I don’t like that there are no Highland Games this year, and no farm shows. I miss going out to eat, even though we did so infrequently. It would be nice to drive down to our former village and see our friends there, or go to a store without getting anxious, or be able to fully open up our sales site again. It makes me really sad that all of these things have changed, and that life will remain this way for the foreseeable future. But I am trying hard to reconcile myself to it rather than stomp and pout and fret. (I’m so good at stomping, though!)

Here’s another well-known saying: the more things change, the more they stay the same. That is sometimes said ruefully but it’s also true that there are many good ‘constants’ even during an ever-changing life. Our back garden is filled with parent-birds busily feeding their clumsy, demanding fledglings as they do each year. The elderly neighbor on one side continues to tend his garden with surgical precision, and the old fella upstairs goes outside every sunny day and is always happy to have a chat in the warmth and sunshine. Sem and I have our challenges but our life together is filled with love and laughter. And that is the thing I would not change, for anything. Sometimes we have cross words, sometimes we have misunderstandings, but the one, constant, best thing in my life, is Sem. We have made a lot of changes for the sake of our beautiful life, and even though there have been changes which have grieved me, which I’ve fought against, which in some ways I will never fully get over, every single one has been worth it because of what we have. We are fortunate, even in these anxious, frightening times.

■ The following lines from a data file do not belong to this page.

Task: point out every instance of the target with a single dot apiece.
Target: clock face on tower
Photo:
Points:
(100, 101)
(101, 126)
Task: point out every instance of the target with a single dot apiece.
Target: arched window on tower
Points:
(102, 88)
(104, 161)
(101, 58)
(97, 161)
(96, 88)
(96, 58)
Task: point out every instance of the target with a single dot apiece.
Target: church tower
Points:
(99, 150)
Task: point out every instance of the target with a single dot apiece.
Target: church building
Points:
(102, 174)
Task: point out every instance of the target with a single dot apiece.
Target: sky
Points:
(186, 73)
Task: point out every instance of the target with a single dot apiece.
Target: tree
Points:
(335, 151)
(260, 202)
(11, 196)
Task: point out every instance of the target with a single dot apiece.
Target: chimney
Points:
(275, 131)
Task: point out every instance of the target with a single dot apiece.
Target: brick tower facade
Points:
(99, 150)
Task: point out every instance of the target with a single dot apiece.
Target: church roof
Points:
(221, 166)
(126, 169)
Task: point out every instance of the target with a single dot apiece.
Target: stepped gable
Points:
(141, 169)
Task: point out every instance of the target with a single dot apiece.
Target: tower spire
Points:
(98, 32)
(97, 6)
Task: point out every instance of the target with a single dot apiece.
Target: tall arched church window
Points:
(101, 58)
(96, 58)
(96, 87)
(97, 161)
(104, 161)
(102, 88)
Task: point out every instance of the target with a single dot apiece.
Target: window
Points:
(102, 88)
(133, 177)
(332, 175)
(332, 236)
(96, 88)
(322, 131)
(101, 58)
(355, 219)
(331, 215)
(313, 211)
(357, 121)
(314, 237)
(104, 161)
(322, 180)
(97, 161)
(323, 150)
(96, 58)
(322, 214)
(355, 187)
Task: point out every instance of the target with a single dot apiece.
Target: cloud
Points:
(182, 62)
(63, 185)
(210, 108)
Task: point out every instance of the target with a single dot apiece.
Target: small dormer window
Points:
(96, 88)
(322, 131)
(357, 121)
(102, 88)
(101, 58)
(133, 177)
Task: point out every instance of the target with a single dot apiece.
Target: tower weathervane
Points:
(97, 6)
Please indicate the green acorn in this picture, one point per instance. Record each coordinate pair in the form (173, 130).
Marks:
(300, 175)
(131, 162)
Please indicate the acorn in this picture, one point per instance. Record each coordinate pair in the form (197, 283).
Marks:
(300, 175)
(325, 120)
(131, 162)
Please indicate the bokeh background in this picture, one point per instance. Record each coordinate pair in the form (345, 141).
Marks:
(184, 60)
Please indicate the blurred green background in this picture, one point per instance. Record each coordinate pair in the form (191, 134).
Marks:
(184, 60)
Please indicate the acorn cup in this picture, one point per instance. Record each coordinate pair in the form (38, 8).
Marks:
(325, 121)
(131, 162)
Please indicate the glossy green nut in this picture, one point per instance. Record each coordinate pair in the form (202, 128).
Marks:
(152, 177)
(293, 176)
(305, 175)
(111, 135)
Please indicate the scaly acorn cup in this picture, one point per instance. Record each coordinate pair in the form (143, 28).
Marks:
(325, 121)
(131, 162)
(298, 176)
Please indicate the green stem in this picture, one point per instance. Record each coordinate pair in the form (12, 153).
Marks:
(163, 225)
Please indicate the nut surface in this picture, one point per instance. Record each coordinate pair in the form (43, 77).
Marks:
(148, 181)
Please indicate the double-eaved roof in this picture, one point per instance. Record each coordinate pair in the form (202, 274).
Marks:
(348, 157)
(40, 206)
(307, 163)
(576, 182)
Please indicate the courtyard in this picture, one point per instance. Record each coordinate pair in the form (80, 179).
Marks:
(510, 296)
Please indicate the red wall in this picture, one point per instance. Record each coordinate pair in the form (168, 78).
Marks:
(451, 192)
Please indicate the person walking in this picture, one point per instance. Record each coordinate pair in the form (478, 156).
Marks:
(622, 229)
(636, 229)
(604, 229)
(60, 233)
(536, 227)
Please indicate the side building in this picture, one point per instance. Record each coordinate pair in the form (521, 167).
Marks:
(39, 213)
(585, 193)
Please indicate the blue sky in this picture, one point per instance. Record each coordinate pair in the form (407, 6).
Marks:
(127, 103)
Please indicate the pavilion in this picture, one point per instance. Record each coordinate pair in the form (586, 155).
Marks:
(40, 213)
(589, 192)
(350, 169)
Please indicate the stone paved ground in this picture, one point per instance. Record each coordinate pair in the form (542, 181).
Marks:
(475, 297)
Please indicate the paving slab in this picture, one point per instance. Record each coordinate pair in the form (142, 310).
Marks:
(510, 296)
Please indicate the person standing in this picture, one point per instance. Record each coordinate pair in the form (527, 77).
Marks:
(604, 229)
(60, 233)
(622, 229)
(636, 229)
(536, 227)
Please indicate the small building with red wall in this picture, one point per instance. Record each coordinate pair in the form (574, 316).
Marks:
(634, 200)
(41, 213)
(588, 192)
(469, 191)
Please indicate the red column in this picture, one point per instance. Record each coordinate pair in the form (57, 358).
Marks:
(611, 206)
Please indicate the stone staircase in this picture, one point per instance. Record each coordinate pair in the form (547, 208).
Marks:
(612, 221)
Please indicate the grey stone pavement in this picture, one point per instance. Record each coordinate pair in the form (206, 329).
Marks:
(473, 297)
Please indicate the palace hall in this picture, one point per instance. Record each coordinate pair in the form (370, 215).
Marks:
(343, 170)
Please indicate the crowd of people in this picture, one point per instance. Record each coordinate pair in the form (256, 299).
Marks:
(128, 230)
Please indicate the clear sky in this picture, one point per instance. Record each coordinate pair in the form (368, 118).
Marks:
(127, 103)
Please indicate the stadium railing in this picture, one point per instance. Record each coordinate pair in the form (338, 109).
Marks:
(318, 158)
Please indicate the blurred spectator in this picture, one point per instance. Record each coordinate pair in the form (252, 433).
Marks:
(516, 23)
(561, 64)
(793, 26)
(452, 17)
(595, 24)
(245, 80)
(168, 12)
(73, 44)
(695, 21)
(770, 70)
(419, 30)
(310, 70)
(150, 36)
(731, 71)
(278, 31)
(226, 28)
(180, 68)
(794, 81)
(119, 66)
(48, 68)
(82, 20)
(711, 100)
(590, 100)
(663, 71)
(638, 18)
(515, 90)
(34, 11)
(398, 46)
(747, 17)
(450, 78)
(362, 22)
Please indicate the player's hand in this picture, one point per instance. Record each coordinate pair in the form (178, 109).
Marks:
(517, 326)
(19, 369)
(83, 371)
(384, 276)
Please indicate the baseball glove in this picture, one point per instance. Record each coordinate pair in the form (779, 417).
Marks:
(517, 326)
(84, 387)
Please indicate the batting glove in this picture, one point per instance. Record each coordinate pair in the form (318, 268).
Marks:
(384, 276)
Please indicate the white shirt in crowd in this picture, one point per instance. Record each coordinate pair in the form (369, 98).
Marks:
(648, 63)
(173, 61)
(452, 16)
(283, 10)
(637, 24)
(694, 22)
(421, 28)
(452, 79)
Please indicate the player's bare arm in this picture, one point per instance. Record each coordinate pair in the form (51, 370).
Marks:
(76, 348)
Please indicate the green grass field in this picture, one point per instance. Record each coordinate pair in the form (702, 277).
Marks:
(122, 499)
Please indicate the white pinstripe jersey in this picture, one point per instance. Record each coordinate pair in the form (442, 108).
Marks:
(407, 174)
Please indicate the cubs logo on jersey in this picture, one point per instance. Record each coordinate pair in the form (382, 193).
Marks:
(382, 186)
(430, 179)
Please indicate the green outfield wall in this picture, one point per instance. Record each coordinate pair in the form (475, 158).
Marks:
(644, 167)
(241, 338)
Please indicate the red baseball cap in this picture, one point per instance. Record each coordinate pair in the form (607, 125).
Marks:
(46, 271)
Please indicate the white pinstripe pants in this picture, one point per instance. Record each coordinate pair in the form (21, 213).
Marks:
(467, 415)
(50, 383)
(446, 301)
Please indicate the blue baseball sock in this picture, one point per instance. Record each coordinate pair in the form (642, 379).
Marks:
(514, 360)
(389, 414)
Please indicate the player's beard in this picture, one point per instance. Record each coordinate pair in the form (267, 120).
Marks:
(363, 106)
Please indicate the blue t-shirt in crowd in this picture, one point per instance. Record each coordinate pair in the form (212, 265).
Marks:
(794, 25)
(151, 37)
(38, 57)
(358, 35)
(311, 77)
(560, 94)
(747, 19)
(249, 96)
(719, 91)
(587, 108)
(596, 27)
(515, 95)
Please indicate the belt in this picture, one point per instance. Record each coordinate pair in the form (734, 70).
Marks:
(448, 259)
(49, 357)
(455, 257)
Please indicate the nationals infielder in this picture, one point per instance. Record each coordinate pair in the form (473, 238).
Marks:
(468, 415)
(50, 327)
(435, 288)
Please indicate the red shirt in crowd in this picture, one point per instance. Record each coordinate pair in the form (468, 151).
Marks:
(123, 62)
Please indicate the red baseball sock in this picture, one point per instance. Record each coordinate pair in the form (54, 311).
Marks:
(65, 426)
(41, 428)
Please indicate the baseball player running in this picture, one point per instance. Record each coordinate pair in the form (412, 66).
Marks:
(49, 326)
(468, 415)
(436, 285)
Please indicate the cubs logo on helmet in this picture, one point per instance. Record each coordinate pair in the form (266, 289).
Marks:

Top – starling parent and child; middle – goldfinch fledglings; bottom – rook fledgling

Life changes in ways both big and small, sometimes with a shout and other times a whisper, but our ever-present love for each other is an anchor, a safe harbor, and a soft landing, all in one. I figure as long as we have that, we can weather the ever-shifting storms of life, together… even if I never learn how to do it very gracefully.

“The Trinkie” in Wick.

Deb Segelitz

Deb Segelitz was born and raised in Pennsylvania, and is astounded to find herself living in the Scottish Highlands, sharing life with her husband, a Highlander she stumbled across purely by chance on a blog site. They own a small business restoring and selling vintage fountain pens, which allows Deb to set her own schedule and have time for photography, writing and spontaneous car rides in the countryside. She is grateful to the readers of ANC for accepting her into the North State fold.